The featured audio is an English DTS-HD MA 5.1 that mostly comes alive with Angelo Badalamenti's score, with just enough rear-speaker action to create a nice sense of atmosphere. "Blue Velvet" is driven as much by mood as it is dialogue, and fans should be happy with this transfer. Dialogue, effects, and music are nicely balanced. Additional audio options are French, DTS and Spanish Mono, with English SDH, French, and Spanish subtitles.

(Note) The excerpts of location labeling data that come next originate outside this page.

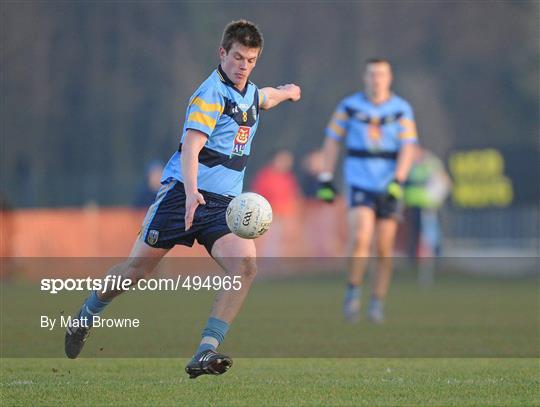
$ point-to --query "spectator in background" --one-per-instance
(278, 184)
(146, 194)
(426, 189)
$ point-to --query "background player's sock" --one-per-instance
(213, 334)
(352, 292)
(92, 306)
(351, 303)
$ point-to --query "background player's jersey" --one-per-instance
(229, 118)
(373, 135)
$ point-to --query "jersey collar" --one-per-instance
(225, 79)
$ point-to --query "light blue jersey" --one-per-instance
(229, 118)
(373, 135)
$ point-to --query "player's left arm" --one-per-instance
(408, 137)
(271, 97)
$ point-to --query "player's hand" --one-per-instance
(293, 91)
(326, 191)
(193, 200)
(394, 190)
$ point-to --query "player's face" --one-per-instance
(238, 63)
(378, 78)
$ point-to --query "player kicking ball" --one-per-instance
(198, 183)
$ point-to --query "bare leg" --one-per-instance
(142, 260)
(237, 257)
(386, 234)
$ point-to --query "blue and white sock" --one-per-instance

The film begins to play right from the get-go, so whether this was Lynch's idea or a cost-saving measure, I have no idea. There aren't many bonus features, but what's here is eclectic enough to please fans. The big draw? Fifty-two minutes of "newly discovered lost footage" in HD, including a number of scenes with more nudity. But just as much of a treat is a two-minute clip of "Siskel and Ebert At the Movies" trading barbs over the film that one of them loved and the other . . . well, not so much. Then there's "Mysteries of Love," a standard behind-the-scenes feature with cast and filmmaker interviews cobbled together with clips from the film. Included here is Lynch talking about the background of the project, and lots of behind-the-scenes shots. It runs 70 minutes. Rounding out the bonus features are several vignettes that feel like brief promos ("I Like Coffee Shops," "The Chicken Walk," "The Robin," "Sita") and three trailers/TV spots.
"Blue Velvet" is a strange trip of a film—one which David Lynch fans will love to watch over and over in HD, and which non-fans ought to see at least once, it's that iconic.